Given the diverse, disparate and decentralised starting point from which banks have been building their compliant risk systems, it is unsurprising that they have been accumulating considerable technology debt. Technology debt in this context is the accumulation of outdated systems still in use or where the original reasons for implementation have changed and the product is no longer fit for purpose. It could be software code itself or the inappropriate or outdated use of workarounds implemented around and including trading technology applications.
Repayment of this debt can be the overall cost of replacing outdated or inappropriately used systems, the price of which would increase the longer it is left. It can also be the direct financial losses incurred as a result of system mistakes, trading and reporting errors, as well as fines. Furthermore, debt can be paid in client perception and reputational loss as well as lost opportunities due to excessive rigidity.

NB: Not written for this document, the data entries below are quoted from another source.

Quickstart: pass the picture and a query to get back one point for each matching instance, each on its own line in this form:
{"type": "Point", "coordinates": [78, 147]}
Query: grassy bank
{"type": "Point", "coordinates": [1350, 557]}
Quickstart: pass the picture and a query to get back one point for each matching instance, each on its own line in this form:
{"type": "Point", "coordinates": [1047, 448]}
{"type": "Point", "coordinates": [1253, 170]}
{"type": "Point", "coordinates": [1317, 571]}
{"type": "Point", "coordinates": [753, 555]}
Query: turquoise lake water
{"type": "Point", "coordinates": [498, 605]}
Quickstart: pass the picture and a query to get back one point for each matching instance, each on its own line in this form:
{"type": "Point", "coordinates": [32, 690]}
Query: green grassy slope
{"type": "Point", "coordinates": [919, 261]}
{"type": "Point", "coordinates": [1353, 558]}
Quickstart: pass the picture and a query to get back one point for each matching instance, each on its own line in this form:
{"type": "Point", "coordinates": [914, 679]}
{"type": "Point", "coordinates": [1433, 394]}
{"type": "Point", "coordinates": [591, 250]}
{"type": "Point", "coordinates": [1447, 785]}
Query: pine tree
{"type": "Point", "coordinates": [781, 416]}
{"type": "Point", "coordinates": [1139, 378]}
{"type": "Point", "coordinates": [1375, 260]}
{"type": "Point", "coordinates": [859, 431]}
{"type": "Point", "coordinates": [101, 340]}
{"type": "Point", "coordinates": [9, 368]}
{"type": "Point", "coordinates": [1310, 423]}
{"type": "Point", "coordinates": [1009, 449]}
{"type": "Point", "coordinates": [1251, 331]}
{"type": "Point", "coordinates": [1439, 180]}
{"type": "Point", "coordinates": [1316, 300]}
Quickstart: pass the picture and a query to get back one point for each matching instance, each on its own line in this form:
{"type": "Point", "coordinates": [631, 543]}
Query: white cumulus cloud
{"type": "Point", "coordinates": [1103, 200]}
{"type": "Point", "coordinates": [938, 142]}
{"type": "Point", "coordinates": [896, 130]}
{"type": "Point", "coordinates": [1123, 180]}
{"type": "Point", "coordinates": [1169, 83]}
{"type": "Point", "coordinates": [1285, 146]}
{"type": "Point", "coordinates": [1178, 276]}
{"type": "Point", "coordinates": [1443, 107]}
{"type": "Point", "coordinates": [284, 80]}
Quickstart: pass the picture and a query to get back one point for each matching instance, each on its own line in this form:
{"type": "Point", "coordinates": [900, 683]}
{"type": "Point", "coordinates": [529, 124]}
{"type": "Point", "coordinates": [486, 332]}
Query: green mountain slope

Tactical mitigation and manual workarounds cannot always be avoided when core components are deeply embedded and cannot easily be changed. Technical managers are aware of the limitations of each workaround but there must be a clear way to quantify each and every one when communicating to the business sponsors. Part of the business development strategy must include future operational risk visibility incorporating the accumulation of technology and process debt. This debt could be very costly and damaging to the business in the future.
Revolution not Evolution
The post 2007/8 financial crisis regulatory changes have applied a form of evolutionary pressure on the banks. Their response has been to make small changes to the organism with adaptations of the existing technical infrastructure in order to survive in the new environment.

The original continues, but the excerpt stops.